GreenPlasma appears concerning as a potential privilege-escalation building block, but its impact depends on an attacker already having local code execution.

Sources
 
The same researcher continues to release 0-day PoCs:

 
The BitDefender article above doesn't include the researcher's claim against Microsoft, while other publications do:
Finally, fodder for the long-claimed BitLocker backdoor theory 😲:

He further claims these vulnerabilities are intentionally placed backdoors, actively crediting internal Microsoft threat groups like MSTIC and GHOST in a highly unusual public flex.

The researcher described YellowKey as one of the most "insane" flaws they have ever encountered and has also accused Microsoft of potentially embedding a legitimate backdoor in BitLocker's data protection system.

According to the researcher, YellowKey appears unusual for a previously unknown security bug. Nightmare-Eclipse explained that the flaw can be reproduced by copying an attached "FsTx" folder to a USB drive formatted with a Windows-compatible file system such as NTFS, FAT32, or exFAT.

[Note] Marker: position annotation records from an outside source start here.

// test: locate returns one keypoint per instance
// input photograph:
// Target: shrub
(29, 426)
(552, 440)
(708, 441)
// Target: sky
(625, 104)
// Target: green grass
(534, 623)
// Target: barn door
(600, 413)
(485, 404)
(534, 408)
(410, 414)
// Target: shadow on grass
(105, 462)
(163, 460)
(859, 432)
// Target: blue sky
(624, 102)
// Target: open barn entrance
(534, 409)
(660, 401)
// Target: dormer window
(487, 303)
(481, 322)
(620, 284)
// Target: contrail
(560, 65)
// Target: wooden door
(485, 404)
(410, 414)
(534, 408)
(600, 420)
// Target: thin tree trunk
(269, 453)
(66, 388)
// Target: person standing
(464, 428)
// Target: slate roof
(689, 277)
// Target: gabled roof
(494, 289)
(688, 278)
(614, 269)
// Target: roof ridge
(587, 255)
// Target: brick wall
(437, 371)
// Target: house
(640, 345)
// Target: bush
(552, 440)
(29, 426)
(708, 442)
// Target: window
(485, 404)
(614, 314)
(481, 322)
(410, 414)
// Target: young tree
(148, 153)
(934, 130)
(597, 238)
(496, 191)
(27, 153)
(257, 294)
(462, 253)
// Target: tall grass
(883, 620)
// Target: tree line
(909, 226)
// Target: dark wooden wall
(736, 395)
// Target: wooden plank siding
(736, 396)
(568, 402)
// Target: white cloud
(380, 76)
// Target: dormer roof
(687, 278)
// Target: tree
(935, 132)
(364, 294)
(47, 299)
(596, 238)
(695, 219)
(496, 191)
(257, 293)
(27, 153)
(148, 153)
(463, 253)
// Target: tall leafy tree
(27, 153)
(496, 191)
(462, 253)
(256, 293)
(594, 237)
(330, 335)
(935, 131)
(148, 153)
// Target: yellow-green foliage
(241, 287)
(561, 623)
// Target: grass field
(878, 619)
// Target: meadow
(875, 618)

Nightmare-Eclipse believes that YellowKey's vulnerability could reasonably be considered a backdoor intentionally introduced into BitLocker by Microsoft. Their reasoning is that the component triggering the issue can only be found in the official WinRE image. The same component is also present in standard Windows installation images, but it does not exhibit the BitLocker-bypassing behavior observed on live systems.

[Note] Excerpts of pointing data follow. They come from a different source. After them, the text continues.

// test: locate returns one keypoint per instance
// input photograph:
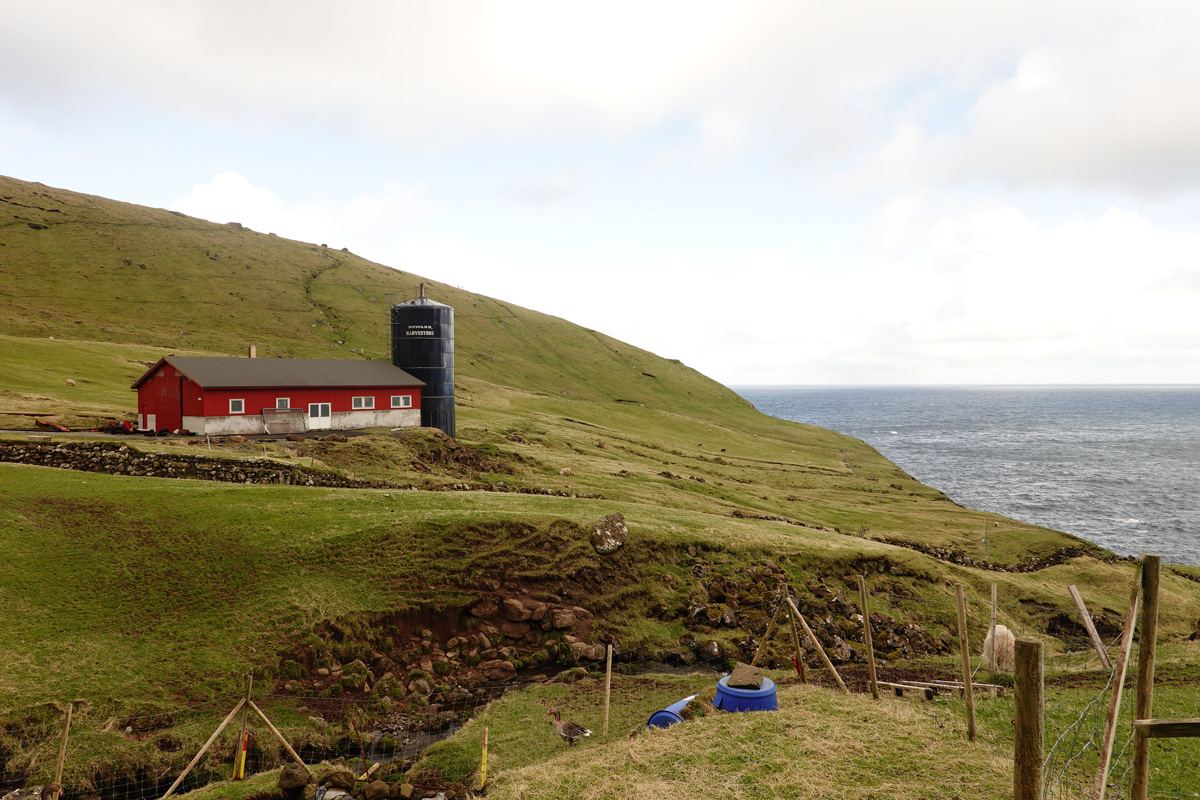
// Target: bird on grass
(570, 732)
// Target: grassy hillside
(168, 591)
(89, 269)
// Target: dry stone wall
(117, 458)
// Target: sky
(799, 192)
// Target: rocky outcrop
(610, 534)
(115, 458)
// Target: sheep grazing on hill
(1005, 643)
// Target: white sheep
(1005, 645)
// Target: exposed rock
(497, 669)
(293, 776)
(516, 611)
(610, 534)
(515, 630)
(339, 780)
(377, 791)
(588, 651)
(484, 608)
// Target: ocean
(1119, 465)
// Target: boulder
(515, 630)
(610, 534)
(588, 651)
(341, 780)
(497, 669)
(562, 618)
(293, 776)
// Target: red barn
(227, 396)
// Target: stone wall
(118, 458)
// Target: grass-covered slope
(119, 578)
(88, 269)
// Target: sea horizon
(1117, 464)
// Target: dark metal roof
(423, 301)
(264, 373)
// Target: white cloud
(370, 221)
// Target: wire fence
(137, 753)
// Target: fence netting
(138, 752)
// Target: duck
(570, 732)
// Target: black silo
(423, 346)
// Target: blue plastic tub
(731, 698)
(670, 715)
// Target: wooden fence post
(1097, 644)
(991, 635)
(63, 753)
(607, 693)
(239, 757)
(766, 637)
(277, 734)
(1029, 735)
(965, 648)
(867, 637)
(1110, 726)
(816, 642)
(204, 749)
(796, 643)
(1150, 570)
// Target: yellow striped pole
(483, 769)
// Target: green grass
(121, 590)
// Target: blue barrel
(730, 698)
(670, 715)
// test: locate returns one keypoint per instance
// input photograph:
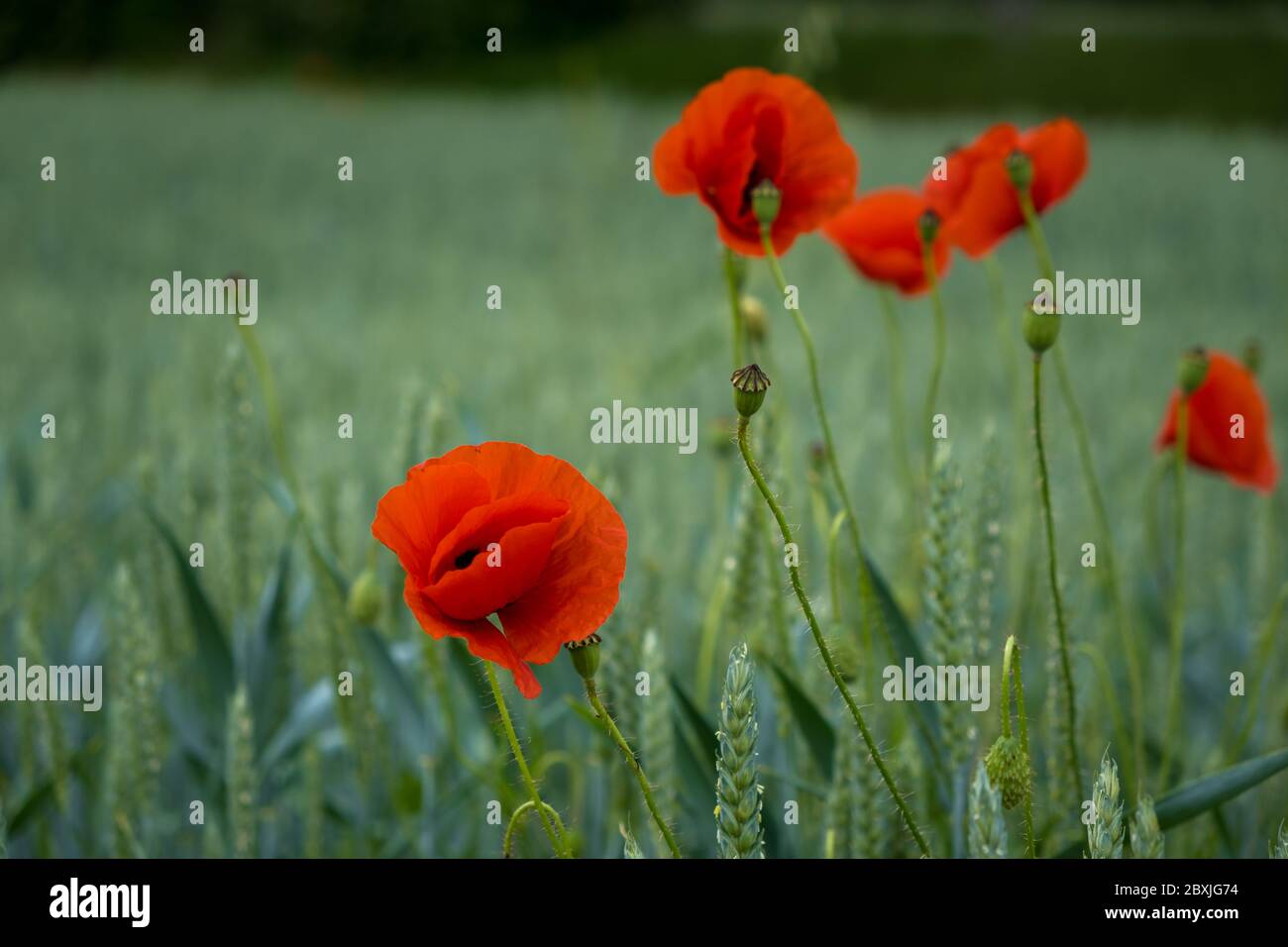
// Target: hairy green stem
(936, 368)
(730, 266)
(1012, 672)
(1052, 578)
(898, 429)
(632, 762)
(822, 644)
(1136, 771)
(866, 592)
(557, 839)
(1176, 622)
(507, 840)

The researcher explained that they "just can't come up with an explanation beside the fact that this was intentional. Also for whatever reason, only windows 11 (+Server 2022/2025) are affect, windows 10 is not."

As for YellowKey's alleged backdoor behavior, mitigation is relatively straightforward. Security professionals generally recommend avoiding reliance on any single encryption system and instead evaluating well-reviewed full-disk encryption alternatives such as VeraCrypt.

Known as Chaotic Eclipse or Nightmare Eclipse, the researcher describes the BitLocker bypass issue as functioning like a backdoor because the vulnerable component is present only in the Windows Recovery Environment (WinRE), which is used to repair boot-related issues in Windows.

Independent security researcher Kevin Beaumont confirmed that the YellowKey exploit is valid and agreed that BitLocker has a backdoor. He recommended using a BitLocker PIN and a BIOS password as a mitigation.
 
The same researcher continues to release 0-day PoCs:

Another Windows zero day released by Nightmare Eclipse (sort of). It turns out Microsoft just straight up didn't patch an old CVE from 2020 correctly.